There were 2,599 homes taken to auction across the combined capital cities this week, returning a preliminary auction clearance rate of 72.9 per cent. Last week, 2,590 auctions were held and the final clearance rate came in at 70.1 per cent. Over the same week last year, auction volumes were higher with 2,701 homes going under the hammer across the combined capital cities, returning a final auction clearance rate of just 41.9 per cent.
In Melbourne, a preliminary auction clearance rate of 73.2 per cent was recorded across 1,217 auctions this week, while last week there were 1,242 auctions returning a final clearance rate of 74.3 per cent. One year ago, the clearance rate was just 41.4 per cent across 1,132 auctions.
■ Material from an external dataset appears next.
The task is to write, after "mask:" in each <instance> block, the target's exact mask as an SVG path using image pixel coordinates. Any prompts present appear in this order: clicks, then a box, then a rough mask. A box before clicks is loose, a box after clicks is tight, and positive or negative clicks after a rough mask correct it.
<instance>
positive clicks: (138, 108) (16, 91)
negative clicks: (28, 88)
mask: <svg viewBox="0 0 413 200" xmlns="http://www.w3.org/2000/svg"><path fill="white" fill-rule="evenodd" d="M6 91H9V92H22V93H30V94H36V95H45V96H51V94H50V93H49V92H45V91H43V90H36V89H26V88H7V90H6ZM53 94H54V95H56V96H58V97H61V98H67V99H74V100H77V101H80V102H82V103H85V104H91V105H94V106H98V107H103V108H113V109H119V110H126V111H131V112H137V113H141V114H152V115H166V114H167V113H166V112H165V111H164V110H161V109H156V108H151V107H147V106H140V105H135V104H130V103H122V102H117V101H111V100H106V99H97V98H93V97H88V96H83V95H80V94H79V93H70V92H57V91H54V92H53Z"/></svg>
There were 934 auctions held in Sydney this week, returning a preliminary clearance rate of 82.3 per cent. In comparison, there were 947 auctions held over the previous week and the final auction clearance rate was 71.9 per cent. One year ago, 1,035 auctions were held and the clearance rate came in at 44.8 per cent.
Across the smaller auction markets, Brisbane had the highest volume of auctions with 184 homes going under the hammer, returning a preliminary clearance rate of 46.4 per cent.
Over the next few weeks we will see the depth of buyer demand tested, with an increase in the number of properties taken to auction. Next week we are expecting auction numbers to lift by around 14%, to be the biggest week of auctions held so far this year. Clearance rates across the largest cities have mostly remained above 70% since July, implying that vendors remain in a strong selling position. With advertised supply remaining low and buyer demand rising, FOMO has once again becoming a factor in the market as buyers sense some urgency to buy before prices rise further. With auction volumes set to rise, it will be important to see whether clearance rates can hold up under the increased level of supply being brought to market over the coming weeks.